第2645冊目 成功する練習の法則―最高の成果を引き出す42のルール ダグ・レモフ (著), エリカ・ウールウェイ (著), ケイティ・ェッツイ (著)


成功する練習の法則―最高の成果を引き出す42のルール

成功する練習の法則―最高の成果を引き出す42のルール

  • 6秒以内


サッカーの23歳以下のアメリカ代表チームのコーチ、ケイレブ・ポーターは、練習だけでなく試合でも、選手のために計測できる目標を設定する。ボールを奪われたら、できるかぎりのことをして「6秒以内に」ボールを奪い返さなければならない。それができなければ、通常の守備戦略に戻る。たいていのコーチが、ボールを奪われたら「必死に」取り戻せとチームに命じるが、スペインのトップコーチの方式を取り入れたポーターの目標は計測できるので、大きなちがいが生まれる。ボールを取り戻るためにがんばるふつうの目標では、場面を問わず目標を達成できたと思いこみがちだ。そもそもボールを取り戻すためにがんばらない選手がいるだろうか。他方、ポーターの目標は客観的だから、選手に責任感を持たせることができる。

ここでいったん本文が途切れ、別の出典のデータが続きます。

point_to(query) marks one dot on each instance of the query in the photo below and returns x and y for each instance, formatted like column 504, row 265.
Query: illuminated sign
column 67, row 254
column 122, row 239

ほかの計測可能な目標も設定できる。たとえば、試合中または練習中に60パーセントの割合で6秒以内にボールを取り戻すといった目標だ。これにより、教員コーチのマイケル・ゴールドスタインの言う「数字にともなったフィードバック」ができる。「われわれは6秒以内という目標を40パーセントの割合で達成した」というふうに。選手はつねに自分のレベルを知ることができるし、コーチも自分ひとりで判定する必要のない目標を設定できる。「40パーセントの割合でボールを取り戻せた。これを60パーセントにするぞ。引きつづき練習しよう」と言うのは、「ボールを取り戻す努力が足りなかった。もっとがんばろう」より格段にわかりやすい。チームは試合中とまったく同じ目標で反復練習をおこなうことができる。